Diffusion Bridge Variational Inference for Deep Gaussian Processes¶

Conference: ICLR 2026
OpenReview: https://openreview.net/forum?id=zyRmy0Ch9a
Code: To be confirmed
Area: Probabilistic Methods / Variational Inference / Deep Gaussian Processes
Keywords: Deep Gaussian Processes, Variational Inference, Diffusion Bridge, Doob h-transform, Amortized Inference

TL;DR¶

Aiming at posterior inference for inducing variables in Deep Gaussian Processes (DGP), this paper transforms the "reverse diffusion from a fixed Gaussian prior" in DDVI (Denoising Diffusion Variational Inference) into a "diffusion bridge starting from a learnable, data-dependent initial distribution." By leveraging the Doob h-transform while maintaining the Girsanov-ELBO mathematical framework, it shortens the inference trajectory, achieving faster convergence and more accurate posteriors than DDVI in regression, classification, and image reconstruction tasks.

Background & Motivation¶

Background: Deep Gaussian Processes (DGP) cascade multiple layers of Gaussian Processes to achieve hierarchical Bayesian expressivity far superior to single-layer GPs. However, posterior inference is notoriously difficult due to non-conjugate likelihoods and strong cross-layer coupling. For scalability, many inducing variables $u^{(l)}$ (located at inducing inputs $Z^{(l)}$) are introduced per layer. Standard approaches use Stochastic Variational Inference (SVI) to approximate the posterior as a factorized Gaussian, but such simple distributions often fail to capture the complex, multimodal true posteriors of deep models.
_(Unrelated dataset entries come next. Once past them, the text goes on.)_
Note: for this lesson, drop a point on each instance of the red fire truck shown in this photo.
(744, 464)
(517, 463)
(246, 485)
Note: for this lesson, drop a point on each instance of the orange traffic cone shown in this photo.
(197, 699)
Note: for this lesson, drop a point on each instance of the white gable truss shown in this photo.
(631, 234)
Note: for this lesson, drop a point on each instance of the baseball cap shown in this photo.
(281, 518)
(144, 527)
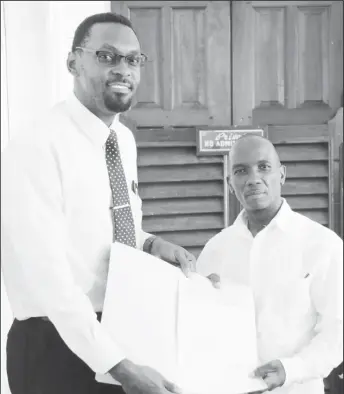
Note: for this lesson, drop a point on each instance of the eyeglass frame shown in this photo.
(96, 51)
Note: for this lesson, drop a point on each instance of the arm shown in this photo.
(34, 253)
(325, 351)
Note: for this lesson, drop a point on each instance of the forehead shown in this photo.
(252, 151)
(114, 35)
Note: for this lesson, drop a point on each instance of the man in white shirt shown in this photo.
(294, 267)
(59, 211)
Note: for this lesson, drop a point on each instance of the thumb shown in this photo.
(172, 388)
(262, 371)
(215, 280)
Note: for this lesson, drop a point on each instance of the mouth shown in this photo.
(120, 87)
(254, 193)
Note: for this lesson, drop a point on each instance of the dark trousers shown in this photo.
(39, 362)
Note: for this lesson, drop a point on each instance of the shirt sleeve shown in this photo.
(325, 351)
(34, 253)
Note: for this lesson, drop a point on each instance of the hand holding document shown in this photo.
(201, 338)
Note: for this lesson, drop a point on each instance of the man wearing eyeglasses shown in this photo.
(69, 189)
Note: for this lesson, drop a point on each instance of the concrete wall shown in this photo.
(35, 39)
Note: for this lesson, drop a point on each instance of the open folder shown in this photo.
(201, 338)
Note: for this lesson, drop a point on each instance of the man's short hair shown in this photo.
(84, 29)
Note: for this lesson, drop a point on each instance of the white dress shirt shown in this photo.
(295, 269)
(57, 227)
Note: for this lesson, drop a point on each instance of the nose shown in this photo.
(121, 68)
(254, 178)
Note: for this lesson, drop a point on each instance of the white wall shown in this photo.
(35, 39)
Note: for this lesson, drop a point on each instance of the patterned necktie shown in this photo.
(123, 223)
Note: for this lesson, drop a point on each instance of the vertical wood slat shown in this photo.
(341, 194)
(335, 139)
(305, 147)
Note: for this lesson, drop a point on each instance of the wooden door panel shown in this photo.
(287, 61)
(187, 80)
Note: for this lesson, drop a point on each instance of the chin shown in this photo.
(256, 204)
(118, 104)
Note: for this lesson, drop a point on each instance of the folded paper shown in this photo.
(201, 338)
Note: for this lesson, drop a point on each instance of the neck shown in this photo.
(90, 105)
(258, 219)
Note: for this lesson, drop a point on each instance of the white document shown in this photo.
(201, 338)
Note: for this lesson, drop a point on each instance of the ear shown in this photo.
(283, 172)
(230, 187)
(72, 64)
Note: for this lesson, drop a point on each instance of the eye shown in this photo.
(105, 57)
(239, 171)
(264, 167)
(134, 60)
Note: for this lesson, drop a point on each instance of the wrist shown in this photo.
(148, 244)
(122, 370)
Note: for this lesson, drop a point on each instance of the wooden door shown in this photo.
(287, 61)
(187, 81)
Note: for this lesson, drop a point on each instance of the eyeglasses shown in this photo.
(108, 58)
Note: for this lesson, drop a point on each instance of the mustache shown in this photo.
(119, 79)
(254, 191)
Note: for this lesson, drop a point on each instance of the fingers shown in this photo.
(172, 388)
(263, 370)
(271, 381)
(215, 280)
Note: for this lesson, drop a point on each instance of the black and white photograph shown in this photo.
(172, 197)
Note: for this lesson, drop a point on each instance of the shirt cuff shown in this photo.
(106, 356)
(143, 237)
(294, 370)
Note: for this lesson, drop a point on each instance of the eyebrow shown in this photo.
(114, 49)
(246, 165)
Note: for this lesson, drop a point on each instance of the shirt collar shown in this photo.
(282, 220)
(95, 129)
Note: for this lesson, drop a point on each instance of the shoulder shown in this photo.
(321, 247)
(313, 232)
(37, 140)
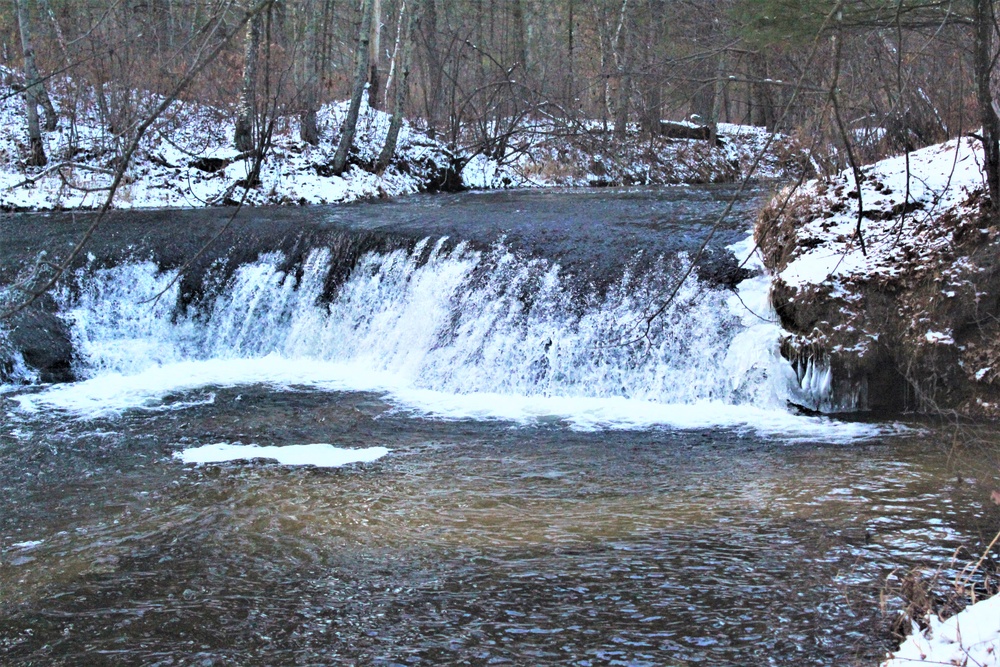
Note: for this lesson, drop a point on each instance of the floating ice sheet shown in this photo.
(320, 455)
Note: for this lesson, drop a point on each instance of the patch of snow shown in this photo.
(940, 179)
(320, 455)
(970, 637)
(27, 545)
(939, 338)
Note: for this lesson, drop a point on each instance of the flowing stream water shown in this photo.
(545, 472)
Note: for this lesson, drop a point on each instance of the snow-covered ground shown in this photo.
(902, 212)
(187, 159)
(544, 154)
(970, 638)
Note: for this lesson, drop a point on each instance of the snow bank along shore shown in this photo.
(903, 313)
(969, 638)
(187, 159)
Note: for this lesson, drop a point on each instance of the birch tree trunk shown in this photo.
(309, 77)
(983, 66)
(402, 64)
(358, 92)
(246, 112)
(374, 76)
(36, 156)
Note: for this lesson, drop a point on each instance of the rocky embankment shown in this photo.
(906, 314)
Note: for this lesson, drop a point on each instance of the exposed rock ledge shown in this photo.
(913, 323)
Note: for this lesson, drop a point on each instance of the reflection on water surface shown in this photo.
(470, 543)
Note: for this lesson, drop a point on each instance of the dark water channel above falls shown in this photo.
(557, 538)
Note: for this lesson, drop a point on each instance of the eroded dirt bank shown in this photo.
(906, 313)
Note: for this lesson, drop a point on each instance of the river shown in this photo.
(546, 474)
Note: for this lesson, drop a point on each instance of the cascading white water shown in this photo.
(453, 332)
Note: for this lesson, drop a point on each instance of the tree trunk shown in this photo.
(761, 101)
(717, 90)
(36, 157)
(374, 76)
(434, 86)
(246, 112)
(403, 52)
(358, 92)
(983, 66)
(309, 78)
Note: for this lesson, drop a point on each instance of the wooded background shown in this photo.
(878, 76)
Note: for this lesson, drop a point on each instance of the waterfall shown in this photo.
(441, 328)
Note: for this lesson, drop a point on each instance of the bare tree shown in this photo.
(36, 151)
(246, 111)
(984, 61)
(400, 62)
(358, 92)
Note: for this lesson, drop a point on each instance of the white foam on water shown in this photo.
(320, 455)
(449, 333)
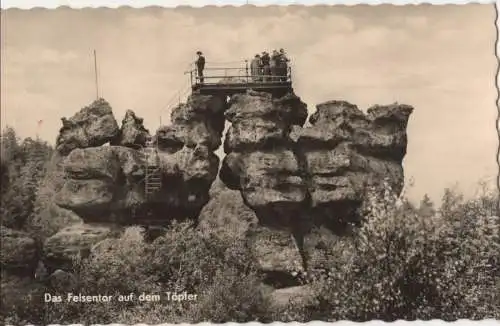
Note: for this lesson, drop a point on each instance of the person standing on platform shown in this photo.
(283, 65)
(200, 65)
(274, 66)
(255, 67)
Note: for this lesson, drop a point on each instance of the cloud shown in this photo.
(440, 61)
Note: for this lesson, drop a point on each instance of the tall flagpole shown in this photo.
(96, 78)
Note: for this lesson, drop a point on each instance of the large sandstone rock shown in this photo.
(101, 180)
(276, 251)
(19, 252)
(94, 125)
(133, 133)
(74, 242)
(199, 121)
(260, 159)
(227, 213)
(345, 151)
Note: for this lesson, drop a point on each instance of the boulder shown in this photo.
(92, 126)
(133, 133)
(261, 161)
(345, 151)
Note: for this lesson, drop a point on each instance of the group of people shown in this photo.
(274, 67)
(263, 67)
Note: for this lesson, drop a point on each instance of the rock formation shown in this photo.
(132, 133)
(290, 187)
(346, 151)
(93, 126)
(260, 159)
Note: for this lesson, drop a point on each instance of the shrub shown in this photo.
(402, 265)
(219, 271)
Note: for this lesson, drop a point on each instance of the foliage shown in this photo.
(403, 264)
(23, 168)
(219, 271)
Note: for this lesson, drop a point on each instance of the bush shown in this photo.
(219, 271)
(402, 265)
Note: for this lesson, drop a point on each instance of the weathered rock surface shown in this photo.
(198, 122)
(19, 252)
(101, 180)
(185, 154)
(132, 133)
(227, 213)
(62, 281)
(93, 125)
(260, 160)
(60, 250)
(277, 255)
(346, 151)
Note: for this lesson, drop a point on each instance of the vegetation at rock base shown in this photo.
(406, 261)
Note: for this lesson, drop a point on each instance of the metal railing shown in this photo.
(237, 75)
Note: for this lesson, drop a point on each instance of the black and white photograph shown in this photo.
(249, 164)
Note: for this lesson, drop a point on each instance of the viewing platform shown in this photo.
(229, 81)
Limitations of Prior Work: The recently proposed DDVI (Denoising Diffusion Variational Inference) models the variational posterior of inducing variables as the marginal distribution of a reverse-time diffusion SDE at $t=1$. It uses a neural network to parameterize the score function in the reverse drift, enabling the representation of complex posteriors while inheriting a tractable ELBO via Girsanov's theorem. However, DDVI's reverse diffusion always starts from a fixed, unconditional Gaussian $U_0 \sim \mathcal{N}(0, \sigma^2 I)$.

Key Challenge: The true posterior of inducing variables is often far from this fixed Gaussian starting point. Consequently, the reverse-time SDE must traverse a long and winding trajectory to reach the target distribution. Long trajectories lead to inefficient inference, high variance, and slow convergence. Furthermore, since the starting point ignores observed data, the sampling is "input-independent," hindering amortization and scalability.

Goal: To make the starting point of the reverse diffusion closer to the posterior and data-dependent to support amortized inference, all while preserving the elegant reverse-time SDE and Girsanov-ELBO mechanism of DDVI.

Key Insight: Since the problem lies in the "fixed and distant starting point," the starting point can be treated as a learnable, data-dependent distribution that the ELBO gradient naturally pushes toward the posterior. Once the starting point is modified, the entire diffusion process transitions from a standard reverse diffusion to a bridge process, which can be rigorously characterized by the Doob h-transform.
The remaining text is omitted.